Comme si, dès l’origine, Mediouna portait en elle cette tension entre terre, ville et civilisation, trahie plus tard par l’asphalte, les remblais et les montagnes de déchets.
Mediouna se débat aujourd’hui entre son passé millénaire, son présent marqué par la décharge et un avenir que l’on espère vert. La reconversion annoncée en parc est symboliquement forte: elle pose la question essentielle de la réconciliation avec la terre.
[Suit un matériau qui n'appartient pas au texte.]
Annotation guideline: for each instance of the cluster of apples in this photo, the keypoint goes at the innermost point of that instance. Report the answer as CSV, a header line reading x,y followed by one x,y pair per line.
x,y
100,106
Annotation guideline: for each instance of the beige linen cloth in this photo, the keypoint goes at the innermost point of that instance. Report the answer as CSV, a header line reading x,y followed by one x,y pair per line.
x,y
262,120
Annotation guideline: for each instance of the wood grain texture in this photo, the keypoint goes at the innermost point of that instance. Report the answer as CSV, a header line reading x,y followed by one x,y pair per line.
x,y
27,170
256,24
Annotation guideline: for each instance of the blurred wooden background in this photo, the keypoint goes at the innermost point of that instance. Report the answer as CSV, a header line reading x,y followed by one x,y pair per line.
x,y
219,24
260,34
Mais une reconversion ne se décrète pas à coups de communiqués. Elle exige une dépollution réelle, des garanties sanitaires, un suivi scientifique, une gouvernance durable. Sans cela, le vert risque de n’être qu’un décor plaqué sur des décennies de toxines.
Et peut-être que cette future trame verte, si elle est pensée avec intelligence, justice et transparence, pourrait devenir l’occasion rare de refermer une blessure historique. Rendre au territoire un peu de ce qu’on lui a pris, pour ceux qui y sont nés, pour ceux qui y vivent encore, et pour ceux qui y reposent désormais.